2018-04-28 12:00 PM
I have developed a Firmware upgrade Over The Air (FOTA) mechanism for my custom F7 board that seems to work properly, but hard faults during the subsequent reboot process of the main application.
Thanks to Clive1's suggestions I was able to fashion a reliable bootloader that checks a pre-defined RAM location for a pre-defined value. This value sends the program to either 1) the main application (at 0x8040000), 2) the firmware upgrade flash function (co-resides with the bootloader sector at 0x8000000), or jumps to the DFU (0x1FF00000).
The FOTA function in the main app downloads a binary image file over the air to RAM. The RAM start location is pre-defined so that both the app and bootloader know its location. Once the binary image has been successfully downloaded to RAM, the file size is also stored in a pre-defined RAM location.
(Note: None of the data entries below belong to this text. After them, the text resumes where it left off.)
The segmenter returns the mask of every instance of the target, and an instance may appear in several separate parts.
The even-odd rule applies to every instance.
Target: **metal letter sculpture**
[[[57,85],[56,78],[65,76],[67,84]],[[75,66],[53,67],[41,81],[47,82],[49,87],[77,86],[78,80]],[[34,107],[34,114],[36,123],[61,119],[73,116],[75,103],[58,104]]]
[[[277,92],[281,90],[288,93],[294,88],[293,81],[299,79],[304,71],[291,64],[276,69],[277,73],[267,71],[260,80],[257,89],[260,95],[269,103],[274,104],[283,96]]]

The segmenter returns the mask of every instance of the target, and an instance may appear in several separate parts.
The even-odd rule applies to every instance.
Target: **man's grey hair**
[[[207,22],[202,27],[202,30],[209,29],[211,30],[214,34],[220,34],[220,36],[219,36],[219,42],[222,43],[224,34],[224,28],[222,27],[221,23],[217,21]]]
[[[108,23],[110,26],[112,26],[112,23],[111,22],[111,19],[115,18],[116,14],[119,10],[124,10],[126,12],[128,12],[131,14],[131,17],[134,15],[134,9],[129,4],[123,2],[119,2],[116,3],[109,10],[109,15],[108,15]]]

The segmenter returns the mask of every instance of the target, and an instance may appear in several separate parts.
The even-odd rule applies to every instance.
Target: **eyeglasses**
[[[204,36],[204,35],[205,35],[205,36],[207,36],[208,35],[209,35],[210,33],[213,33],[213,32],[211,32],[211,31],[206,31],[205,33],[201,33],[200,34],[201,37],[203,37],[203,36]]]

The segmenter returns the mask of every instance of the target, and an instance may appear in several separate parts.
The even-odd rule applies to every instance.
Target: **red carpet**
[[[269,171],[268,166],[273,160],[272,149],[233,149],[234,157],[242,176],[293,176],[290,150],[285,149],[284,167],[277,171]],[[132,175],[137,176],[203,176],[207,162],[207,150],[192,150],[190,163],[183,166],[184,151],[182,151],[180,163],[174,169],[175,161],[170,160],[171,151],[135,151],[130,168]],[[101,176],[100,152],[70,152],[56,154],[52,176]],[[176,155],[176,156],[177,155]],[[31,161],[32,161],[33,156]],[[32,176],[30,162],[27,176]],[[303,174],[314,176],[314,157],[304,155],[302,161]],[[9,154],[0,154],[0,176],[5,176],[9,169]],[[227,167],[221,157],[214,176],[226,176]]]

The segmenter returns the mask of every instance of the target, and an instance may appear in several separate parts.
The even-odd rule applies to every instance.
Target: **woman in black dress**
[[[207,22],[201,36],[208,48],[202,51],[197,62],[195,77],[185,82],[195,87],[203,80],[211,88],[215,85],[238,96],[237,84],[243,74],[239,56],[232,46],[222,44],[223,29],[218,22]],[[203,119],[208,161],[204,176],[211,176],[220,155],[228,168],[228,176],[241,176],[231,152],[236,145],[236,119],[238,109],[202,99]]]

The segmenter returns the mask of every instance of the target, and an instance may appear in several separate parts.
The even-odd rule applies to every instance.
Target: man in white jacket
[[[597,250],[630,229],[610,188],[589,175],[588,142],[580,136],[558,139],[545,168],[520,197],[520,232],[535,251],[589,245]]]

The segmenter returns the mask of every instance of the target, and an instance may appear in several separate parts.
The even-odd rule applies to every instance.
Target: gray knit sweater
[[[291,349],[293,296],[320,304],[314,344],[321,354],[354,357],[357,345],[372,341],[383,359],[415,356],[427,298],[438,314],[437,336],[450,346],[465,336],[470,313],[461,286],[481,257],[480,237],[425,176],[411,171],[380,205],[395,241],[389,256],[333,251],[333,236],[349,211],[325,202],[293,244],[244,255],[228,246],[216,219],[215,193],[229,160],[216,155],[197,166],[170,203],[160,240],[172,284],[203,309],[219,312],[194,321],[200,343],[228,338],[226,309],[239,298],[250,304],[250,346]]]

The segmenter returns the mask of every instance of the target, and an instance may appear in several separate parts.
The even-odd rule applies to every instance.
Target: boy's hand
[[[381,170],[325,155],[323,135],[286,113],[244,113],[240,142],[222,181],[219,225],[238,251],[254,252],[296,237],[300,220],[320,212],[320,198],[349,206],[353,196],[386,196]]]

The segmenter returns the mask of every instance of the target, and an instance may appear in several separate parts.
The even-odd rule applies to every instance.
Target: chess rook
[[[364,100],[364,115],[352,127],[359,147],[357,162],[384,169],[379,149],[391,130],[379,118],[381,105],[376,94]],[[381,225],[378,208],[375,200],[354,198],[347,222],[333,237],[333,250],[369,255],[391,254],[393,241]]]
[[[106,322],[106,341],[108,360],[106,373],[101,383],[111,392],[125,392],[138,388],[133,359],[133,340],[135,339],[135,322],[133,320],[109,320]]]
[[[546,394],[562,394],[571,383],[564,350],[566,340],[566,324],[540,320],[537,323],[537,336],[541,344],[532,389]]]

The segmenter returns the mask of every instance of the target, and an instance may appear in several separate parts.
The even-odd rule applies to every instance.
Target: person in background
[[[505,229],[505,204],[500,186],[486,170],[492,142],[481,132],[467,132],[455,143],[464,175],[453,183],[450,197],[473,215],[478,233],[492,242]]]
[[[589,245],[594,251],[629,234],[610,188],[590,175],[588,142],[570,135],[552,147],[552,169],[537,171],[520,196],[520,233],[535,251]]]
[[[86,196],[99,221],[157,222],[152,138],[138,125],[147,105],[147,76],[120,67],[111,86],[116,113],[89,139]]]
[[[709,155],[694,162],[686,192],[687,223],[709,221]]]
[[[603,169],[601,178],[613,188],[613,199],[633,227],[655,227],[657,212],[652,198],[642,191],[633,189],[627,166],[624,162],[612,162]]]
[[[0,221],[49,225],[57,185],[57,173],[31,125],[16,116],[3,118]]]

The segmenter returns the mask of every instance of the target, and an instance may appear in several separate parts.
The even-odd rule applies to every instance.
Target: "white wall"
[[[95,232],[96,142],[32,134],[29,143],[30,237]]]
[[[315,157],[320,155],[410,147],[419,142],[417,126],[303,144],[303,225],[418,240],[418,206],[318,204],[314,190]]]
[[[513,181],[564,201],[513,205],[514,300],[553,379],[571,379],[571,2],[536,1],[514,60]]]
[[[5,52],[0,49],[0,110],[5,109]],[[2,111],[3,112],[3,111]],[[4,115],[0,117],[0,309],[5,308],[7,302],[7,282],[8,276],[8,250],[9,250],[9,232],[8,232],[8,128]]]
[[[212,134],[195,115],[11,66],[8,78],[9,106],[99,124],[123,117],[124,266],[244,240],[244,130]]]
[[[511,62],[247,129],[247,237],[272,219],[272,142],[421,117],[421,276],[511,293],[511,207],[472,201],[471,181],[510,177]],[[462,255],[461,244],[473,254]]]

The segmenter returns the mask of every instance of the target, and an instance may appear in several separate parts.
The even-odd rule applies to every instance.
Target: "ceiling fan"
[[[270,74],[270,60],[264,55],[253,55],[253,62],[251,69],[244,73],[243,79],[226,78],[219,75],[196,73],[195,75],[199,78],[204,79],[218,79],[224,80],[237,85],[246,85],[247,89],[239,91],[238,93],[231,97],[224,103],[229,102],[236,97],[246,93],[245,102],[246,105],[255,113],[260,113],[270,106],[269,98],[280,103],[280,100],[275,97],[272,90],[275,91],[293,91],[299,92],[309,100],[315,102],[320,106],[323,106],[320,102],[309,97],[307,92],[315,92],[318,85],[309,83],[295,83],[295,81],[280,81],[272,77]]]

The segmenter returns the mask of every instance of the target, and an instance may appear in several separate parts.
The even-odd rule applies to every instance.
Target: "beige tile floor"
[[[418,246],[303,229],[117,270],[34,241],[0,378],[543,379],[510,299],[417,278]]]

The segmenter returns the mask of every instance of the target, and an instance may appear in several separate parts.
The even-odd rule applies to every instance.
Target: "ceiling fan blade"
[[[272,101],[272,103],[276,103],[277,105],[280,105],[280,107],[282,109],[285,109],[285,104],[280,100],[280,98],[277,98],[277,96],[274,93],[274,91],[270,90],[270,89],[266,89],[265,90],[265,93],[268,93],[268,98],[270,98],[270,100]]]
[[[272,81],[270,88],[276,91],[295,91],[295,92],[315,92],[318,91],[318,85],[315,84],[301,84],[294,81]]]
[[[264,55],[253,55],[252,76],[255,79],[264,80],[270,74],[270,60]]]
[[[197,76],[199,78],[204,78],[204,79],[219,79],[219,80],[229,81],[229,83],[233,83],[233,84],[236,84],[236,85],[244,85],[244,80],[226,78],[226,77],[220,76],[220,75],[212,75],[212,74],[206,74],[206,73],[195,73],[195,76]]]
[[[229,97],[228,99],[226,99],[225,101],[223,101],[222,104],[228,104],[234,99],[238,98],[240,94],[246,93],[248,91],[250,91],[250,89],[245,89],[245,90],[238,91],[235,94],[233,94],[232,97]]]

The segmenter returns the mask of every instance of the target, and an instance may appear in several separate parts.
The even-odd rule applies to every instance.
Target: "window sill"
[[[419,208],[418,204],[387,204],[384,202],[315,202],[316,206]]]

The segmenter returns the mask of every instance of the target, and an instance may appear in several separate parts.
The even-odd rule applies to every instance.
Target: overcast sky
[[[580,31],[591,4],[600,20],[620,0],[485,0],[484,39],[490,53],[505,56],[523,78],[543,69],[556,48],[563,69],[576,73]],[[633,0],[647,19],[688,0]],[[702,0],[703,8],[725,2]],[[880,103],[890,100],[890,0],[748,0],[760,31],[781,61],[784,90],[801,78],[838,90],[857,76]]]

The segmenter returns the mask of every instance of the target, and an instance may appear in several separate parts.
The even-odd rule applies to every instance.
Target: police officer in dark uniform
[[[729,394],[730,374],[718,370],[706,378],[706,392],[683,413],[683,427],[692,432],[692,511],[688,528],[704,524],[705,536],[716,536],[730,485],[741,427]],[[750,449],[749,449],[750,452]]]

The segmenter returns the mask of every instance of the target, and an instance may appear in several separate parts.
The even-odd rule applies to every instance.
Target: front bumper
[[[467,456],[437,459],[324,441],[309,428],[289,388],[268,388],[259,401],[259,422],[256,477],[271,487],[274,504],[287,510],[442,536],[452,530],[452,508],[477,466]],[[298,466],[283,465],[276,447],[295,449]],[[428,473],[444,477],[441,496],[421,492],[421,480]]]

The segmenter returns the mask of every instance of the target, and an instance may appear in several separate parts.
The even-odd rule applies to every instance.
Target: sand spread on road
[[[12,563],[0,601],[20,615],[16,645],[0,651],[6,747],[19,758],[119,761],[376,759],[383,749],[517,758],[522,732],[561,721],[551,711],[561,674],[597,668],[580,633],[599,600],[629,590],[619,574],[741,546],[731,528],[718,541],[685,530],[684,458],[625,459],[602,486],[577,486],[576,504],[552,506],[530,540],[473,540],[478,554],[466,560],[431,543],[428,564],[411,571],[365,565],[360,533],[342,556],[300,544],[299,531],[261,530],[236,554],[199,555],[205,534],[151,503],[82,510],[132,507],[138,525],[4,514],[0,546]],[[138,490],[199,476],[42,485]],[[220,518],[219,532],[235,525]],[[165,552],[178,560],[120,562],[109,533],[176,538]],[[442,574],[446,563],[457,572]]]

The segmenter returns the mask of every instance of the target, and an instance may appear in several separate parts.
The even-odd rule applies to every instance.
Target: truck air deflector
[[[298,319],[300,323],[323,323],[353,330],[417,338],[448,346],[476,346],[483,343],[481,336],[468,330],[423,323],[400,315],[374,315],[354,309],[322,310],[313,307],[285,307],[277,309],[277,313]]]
The app then does a system reset passing control back to the bootloader.
void FOTAEndSession()
{ SCB_DisableDCache(); *((unsigned long *)0x2007FEE0) = fw_upgrade_file_size; *((unsigned long *)0x2007FEF0) = 0xDEADF00D; // Boot to Flasher __DSB(); NVIC_SystemReset();}The bootloader then flashes the binary image to the app location (0x80400000). It then sets the stack pointer and VTOR to the appropriate application address and jumps to this address.
case 0xDEADF00D: //Do FW upgrade then jump to main app
{ SaveFlashApplication(size); appStack = (uint32_t) *((__IO uint32_t*)APPLICATON_ADDRESS); appEntry = (pFunction) *(__IO uint32_t*)(APPLICATON_ADDRESS + 4); SCB->VTOR = APPLICATON_ADDRESS; __set_MSP(appStack); appEntry(); while(1); break; }The code successfully arrives at the app location and begins to run the startup code. However, something causes a hard fault in/around the subsequent startup (_stm32f765xx.s) code bl __libc_init_array. I have stepped through the code and it appears that the processor is skipping over this array initialization. The TrueStudio Fault Analyzer says:
This seems to have something to do with data alignment, but I have no clue where. I have seen other threads that talk about DFU data alignment issues. But I am not using DFU. I am simply programming the image directly to flash. The size of the binary image that gets flashed is 0x2B1EF, so I pass the size value of 0x2B1F0 to the flasher in the bootloader hoping that it may avoid some sort of data alignment/boundary issue with the flasher. to no avail.
The other curious thing is, if I load flash manually using J-Link the
__libc_init_array. code executes and
application runs properly.I'm pulling what's left of my hair out trying to figure out what's going on. If anyone has any suggestions, I'm all ears.
2018-04-28 01:35 PM
Make sure the Boot Loader side initialization doesn't trash the data you are going to Flash. ie Zeroing statics, stack, etc
I'm presuming the data is in RAM, not to a secondary FLASH area.
When I do a reboot with constants in RAM it is to code that I have in the Reset_Handler, not C code deeper in.
Do a CRC or checksum of the Application FLASH image, compare with the PC side computed value, I package app firmware with a CRC so the loader can check it for validity before calling, this way a broken image doesn't brick the device.
You could also try reading back the current data using ST-LINK Utilities and compare against the valid/working image.
Check the SP/PC values being seen by the loader.
2018-04-30 09:54 AM
Clive,
Many thanks for your thoughts.
Make sure the Boot Loader side initialization doesn't trash the data you are going to Flash. ie Zeroing statics, stack, etc
Check.
I'm presuming the data is in RAM, not to a secondary FLASH area.
Yes.
When I do a reboot with constants in RAM it is to code that I have in the Reset_Handler, not C code deeper in.
Yes. I realize that. But I am doing some additional functions in the bootloader that are much easier to generate with C code.
You could also try reading back the current data using ST-LINK Utilities and compare against the valid/working image.
Check. Did this with my Segger J-Link.
Check the SP/PC values being seen by the loader.
Check.
Do a CRC or checksum of the Application FLASH image, compare with the PC side computed value, I package app firmware with a CRC so the loader can check it for validity before calling, this way a broken image doesn't brick the device.
This is where the problem was. My radio does a CRC on each received packet so that my code doesn't need to, but my code had an error in the packet counter. So every 50th byte in the RAM image had a 2 byte gap. UGH! Fixing this makes everything work beautifully!
Clive, thanks again for your valuable contribution.! Very much appreciated.